Episode #2: Crisis in Peru: State-Back Massacre in Response to Indigenous Resistance
Join your host J. Kehaulani Kauanui for a special edition that focuses on the recent state-backed police massacre of indigenous peoples in the northern Amazon of Peru. On Friday, June 5th, which happened to be World Environment Day, some 600 riot police and helicopters attacked a peaceful indigenous blockade outside of Bagua a northern Peruvian Amazonian province. According to leader Miguel Palacin, president of Coordinadora Andina de Organizaciones Indigenas (CAOI) or the Andean Coordination of Indigenous Organizations, the police killed at least 250 indigenous Peruvians and injured more than 150. Witnesses attest that the police fired live ammunition and tear gas into the crowd who were engaged in a peaceful blockade to protest oil and mining projects in the region as part of the Peru Free Trade Agreement with the United States. Reports in the U.S. state that over 30,000 indigenous people have been blockading roads, rivers, and railways to demand the repeal of new laws that allow oil, mining and logging companies to enter indigenous territories without seeking their prior consultation or consent. Our guest is Shane Greene who joins the show by telephone from Lima, Peru. Greene is an Assistant Professor of Anthropology at Indian University where he is a Faculty Associate, Anthropological Center for Training and Research on Global Environmental Change (ACT). He is the author of a book just released this year titled, Customizing Indigeneity: Paths to a Visionary Politics in Peru, which examines indigenous activism among the Aguaruna, an ethnic group at the forefront of Peru’s Amazonian Movement. Original air-date: 06-16-09.
Episode #3: For the Seventh Generation: American Indians, Youth, and Education
Join your host, J. Kehaulani Kauanui for an episode that will focus on the politics of education, representations, and youth. The first guests is Debbie Reese (Nambe Pueblo Tribe), publisher of an Internet blog and resource called American Indians in Children’s Literature that is used by parents, librarians, teachers, and college professors in Education, Library Science, and English Literature. Reese will offer critical perspectives of indigenous peoples in children’s books, the school curriculum, popular culture, and society-at-large. Reese is an assistant professor in the American Indian Studies program at the University of Illinois, Urbana-Champaign, where she teaches courses including: Politics of Children’s Literature, Introduction to American Indian Studies, and History of American Indian Education. Her current research projects include a book titled, Indians as Artifacts: How Images of Indians are used to Nationalize America’s Youth.
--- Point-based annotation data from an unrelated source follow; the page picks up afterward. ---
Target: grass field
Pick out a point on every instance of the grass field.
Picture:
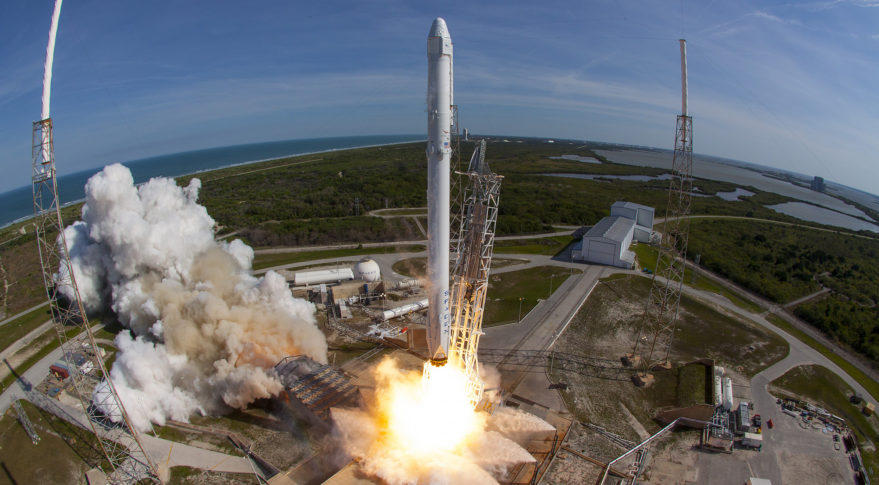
(263, 261)
(607, 326)
(52, 460)
(681, 387)
(821, 386)
(414, 211)
(23, 325)
(863, 379)
(532, 285)
(647, 256)
(549, 245)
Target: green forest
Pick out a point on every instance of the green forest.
(326, 198)
(784, 263)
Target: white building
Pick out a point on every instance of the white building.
(608, 241)
(641, 214)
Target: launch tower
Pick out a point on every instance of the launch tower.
(472, 261)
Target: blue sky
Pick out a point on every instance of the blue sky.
(789, 85)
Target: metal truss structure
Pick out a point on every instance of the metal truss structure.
(471, 260)
(127, 461)
(661, 312)
(663, 305)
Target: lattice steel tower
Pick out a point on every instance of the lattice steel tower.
(126, 459)
(661, 313)
(119, 442)
(471, 262)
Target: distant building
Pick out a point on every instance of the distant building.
(608, 241)
(641, 214)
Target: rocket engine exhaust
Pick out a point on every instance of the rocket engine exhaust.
(439, 108)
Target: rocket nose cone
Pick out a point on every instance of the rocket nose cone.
(438, 28)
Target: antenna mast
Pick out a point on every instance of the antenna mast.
(661, 313)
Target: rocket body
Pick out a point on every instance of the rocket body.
(439, 111)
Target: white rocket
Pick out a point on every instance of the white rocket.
(439, 110)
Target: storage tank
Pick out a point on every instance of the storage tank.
(727, 394)
(412, 283)
(402, 310)
(367, 270)
(303, 278)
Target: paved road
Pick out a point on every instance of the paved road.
(299, 249)
(539, 330)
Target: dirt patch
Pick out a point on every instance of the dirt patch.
(606, 328)
(672, 459)
(798, 468)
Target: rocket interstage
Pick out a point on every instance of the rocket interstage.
(439, 109)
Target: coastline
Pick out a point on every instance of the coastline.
(91, 172)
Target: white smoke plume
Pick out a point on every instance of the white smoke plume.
(50, 59)
(205, 334)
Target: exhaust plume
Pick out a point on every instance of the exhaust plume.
(415, 433)
(204, 333)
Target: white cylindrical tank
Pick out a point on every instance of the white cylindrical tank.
(727, 394)
(402, 310)
(303, 278)
(367, 270)
(408, 284)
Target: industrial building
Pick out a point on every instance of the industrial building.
(608, 241)
(641, 214)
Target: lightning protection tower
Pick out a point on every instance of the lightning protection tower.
(656, 334)
(119, 442)
(126, 459)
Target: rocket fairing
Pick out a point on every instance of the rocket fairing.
(439, 110)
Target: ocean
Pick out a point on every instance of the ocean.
(17, 204)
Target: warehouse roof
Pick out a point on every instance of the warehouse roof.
(614, 228)
(630, 205)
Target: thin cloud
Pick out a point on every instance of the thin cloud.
(775, 18)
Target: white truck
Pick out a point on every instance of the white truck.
(753, 440)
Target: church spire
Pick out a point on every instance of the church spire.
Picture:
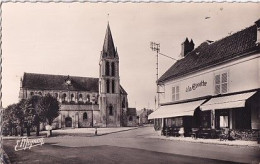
(108, 47)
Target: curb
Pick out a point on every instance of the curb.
(117, 131)
(222, 143)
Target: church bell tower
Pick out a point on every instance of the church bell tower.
(109, 85)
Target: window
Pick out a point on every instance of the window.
(175, 93)
(113, 69)
(85, 116)
(221, 83)
(111, 110)
(223, 121)
(88, 98)
(107, 69)
(108, 84)
(113, 86)
(64, 97)
(72, 97)
(80, 97)
(123, 102)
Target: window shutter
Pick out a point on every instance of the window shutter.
(173, 93)
(217, 84)
(177, 93)
(224, 82)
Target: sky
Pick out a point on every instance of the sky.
(67, 38)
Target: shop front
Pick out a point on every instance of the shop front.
(175, 119)
(234, 112)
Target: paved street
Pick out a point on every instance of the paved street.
(132, 146)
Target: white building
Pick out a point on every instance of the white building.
(213, 86)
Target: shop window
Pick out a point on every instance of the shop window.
(113, 86)
(111, 110)
(108, 88)
(221, 83)
(107, 69)
(175, 93)
(85, 116)
(113, 69)
(223, 121)
(205, 119)
(222, 118)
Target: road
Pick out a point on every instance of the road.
(131, 146)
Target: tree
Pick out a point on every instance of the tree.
(49, 109)
(21, 114)
(9, 119)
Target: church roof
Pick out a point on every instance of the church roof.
(211, 53)
(57, 82)
(108, 47)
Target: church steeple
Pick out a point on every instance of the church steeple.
(109, 83)
(108, 47)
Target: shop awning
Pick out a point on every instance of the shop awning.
(175, 110)
(227, 102)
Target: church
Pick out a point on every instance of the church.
(85, 101)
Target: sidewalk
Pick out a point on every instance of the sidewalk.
(208, 141)
(86, 132)
(90, 131)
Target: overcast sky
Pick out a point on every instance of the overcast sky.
(66, 39)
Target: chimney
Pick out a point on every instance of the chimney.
(186, 47)
(258, 31)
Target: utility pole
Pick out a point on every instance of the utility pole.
(156, 47)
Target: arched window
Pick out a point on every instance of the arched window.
(85, 116)
(108, 88)
(113, 69)
(110, 110)
(64, 97)
(113, 86)
(107, 69)
(80, 97)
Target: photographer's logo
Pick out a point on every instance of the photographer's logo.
(26, 143)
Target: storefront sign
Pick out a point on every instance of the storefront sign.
(194, 86)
The second guest is Loren Spears (Narragansett), the Founder and Executive Director of the Nuweetooun School, Rhode Island. Nuweetooun is a Native school open to all children that has a core curriculum of Native culture and history combined with environmental studies. Spears received her Masters in Education from the University of New England in 2002. She spent 12 years teaching under-served youth in Rhode Island public schools. She was a Narragansett Tribunal Judge, and is currently serving her people on Tribal Council. Original air-date: 06-23-09.